Been having a rotten couple of weeks: family issues and a frankly insane work schedule has led to me being short of sleep and not doing well diet wise. The first week, I packed a lunch each day, but I didn't have time to eat it. The daily walks have been abandoned for the last week, while I work through lunch and am usually too tired to eat much dinner.
Friday, I thought the crunch time was over. I've been coming home too tired to exercise, so I made sure I took the time to do an aerobics video before I went in to work. Besides, I reasoned, I was damn well going to take a walk at lunch.
Except that when I arrived at my cubicle there were three people waiting for me, there was a crisis, millions of Euros riding on a deal and the extremely convoluted installation instructions had to be rewritten at the last minute. Walk? Ha. Healthy food? It is to laugh. Grab a doughnut as you pass the kitchen.

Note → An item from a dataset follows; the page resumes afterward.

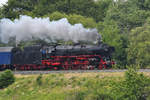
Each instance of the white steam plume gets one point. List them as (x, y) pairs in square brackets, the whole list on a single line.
[(26, 28)]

Two weeks of this and all my good habits have apparently taken a walk without me. And they haven't come back. This is starting to turn into a blog tracking my failure, not my success. Well, screw that.
I have made progress. I am closer to make eating vegetables and exercising daily a habit, something that I can do without thinking. I do good, then something always causing me to fall back into fast food and sloth. Too much pressure at work, lack of organization or motivation, something. So really the one habit I'm getting ingrained into my psyche is the one of getting back up and getting back into it again. Do good, fall down, get up and do good. It's automatic now. I'm not going to be deterred. I Have Spoken. (You'll have to picture me standing against a dramatic sunset, one fist raised defiantly to Heaven, "As God is my witness...")
Two things I am going to concentrate on:
1 - Make a point of taking some time off on the weekends, just to regroup. Working every weekend is stupid, no matter how Important the job. I can't function that way. I need to prepare vegetable food-stuffs on the weekend, since I don't have the time during the week.
2 - Make a point of shutting off work and stress and going to bed. I can't do everything. I can't make things better by stressing about what I can't do.
Frankly, my dear, I can't give a damn. - What Rhett Butler would have said if he'd been in this position.
(Oh come on. I had to say it.)
It's weird, but it feels better to write this. Usually anything that sounds too whiny makes me cringe. It was hard to write the thyroid post, because it felt too self-pitying. But I feel better acknowledging that I haven't done what I set out to do -- yet -- and that I have lost some ground in this battle.
And what the hell. Tomorrow is another day.